Imagine, the moment before you open your eyes, all you heard was someone shouting your name at the door, loudly, till the whole street hears, and it's not your fault to wake up in time coz the phone alarm won't ring when you did set it last night. 

 

How would you feel? 

All she did to you was shouting and shouting, because she was so worked up, her staff fell sick again after recovering past few days. And she kept putting the blame on you, just to release her stress on her shoulders. It's just a way for her to relief her stress in her. All she always do are telling who's right who's wrong. Her favourite part will be stating 'it's (somebody's) fault.!!' She just loves to do that. 

 

If you ever saw this post, I feel sorry for you to take me as your punching bag. I suck at it. I fought back. I fought back because you  ruined my morning. I apologized right after i came down running to the toilet. You probably didnt heard, because you were so blinded by your anger. 

By the way, this post is not to apologize to you, coz i won't. Of all the things, I HATE people shouting me, scolding me, accusing me in the morning the most. I know you had it all the time and you let it be. But I'm not you, I won't let it be. So I fought back, coz you crossed the line. I cried, because I was so angry. It took me quit sometime to stop the tears. Do you know how hard was it to stop those tears? 

 

Did you notice this is the first time in my life i hung up so rudely to you? If you do, and just in case u're wondering, I was damn pissed at the moment. Please bare in mind, you were shouting to me over the phone. it was 15 minutes passed, and you still haven't get over it. Plus all the messages you sent, it was over my limit. I'm an accusing intolerant person. Perhaps knowing me for so many years, you didn't discover this part of me. 

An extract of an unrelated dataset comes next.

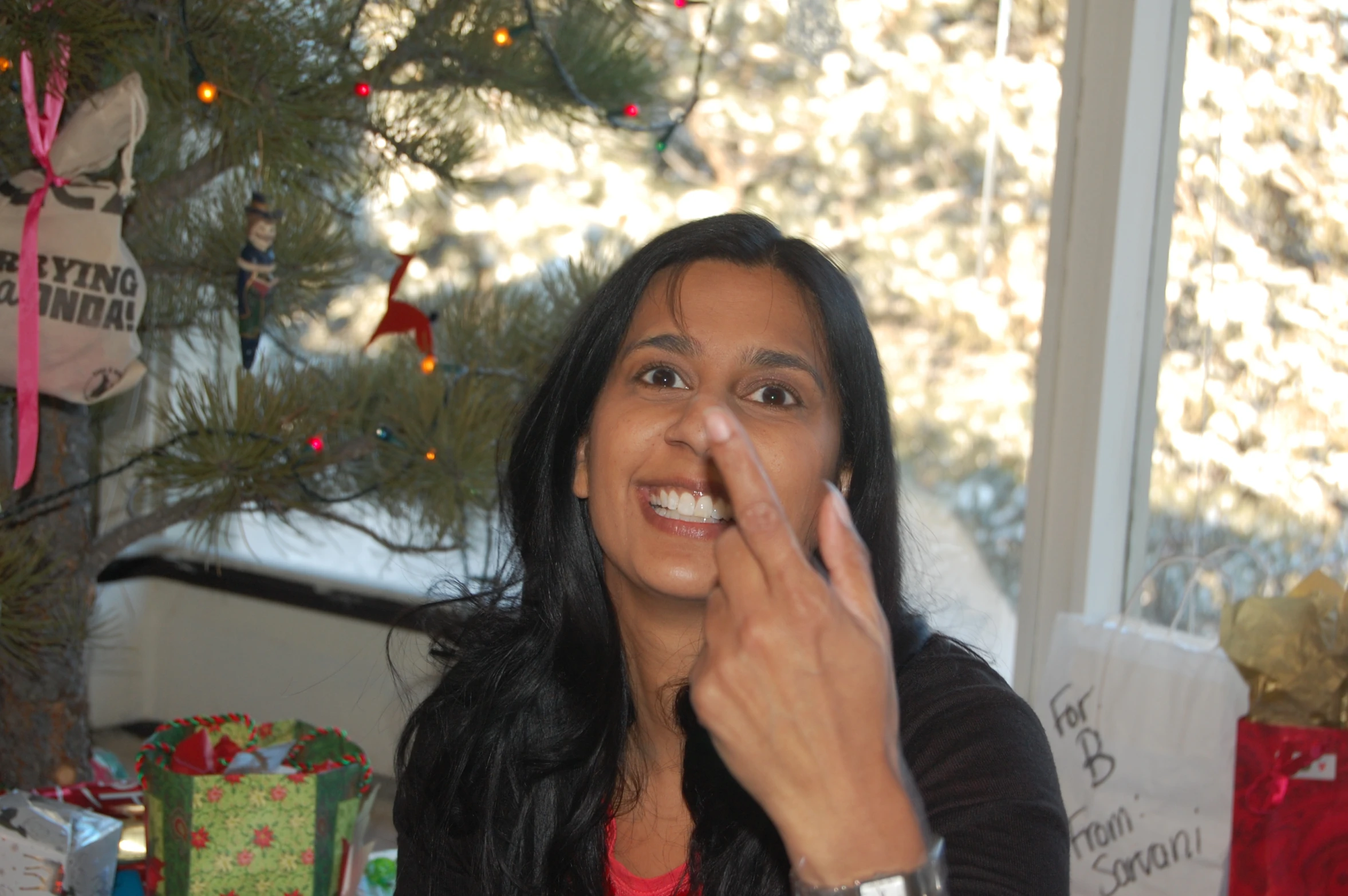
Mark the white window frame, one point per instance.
(1105, 314)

You have your ego in you. Especially these years, when you're in your perimenopause, perhaps I'll learn more the hormonal changes in your stage. 
You think that you know each and all of us so well, because your nieces talk to you alot. But not for me, I'm too complicated for you to understand. Perhaps, it seems I know you more than you know me. It's like I always can predict what are your responses. 

 

Now you won't talk to me. But seriously, I dont care that much like last time. I know u're waiting for my apology, but no. I admit my rudeness, but you being the one who triggered this to happen, and spreading bad comments around about me, and for the shoutings that ruined the start of my day, no, no apologies from me.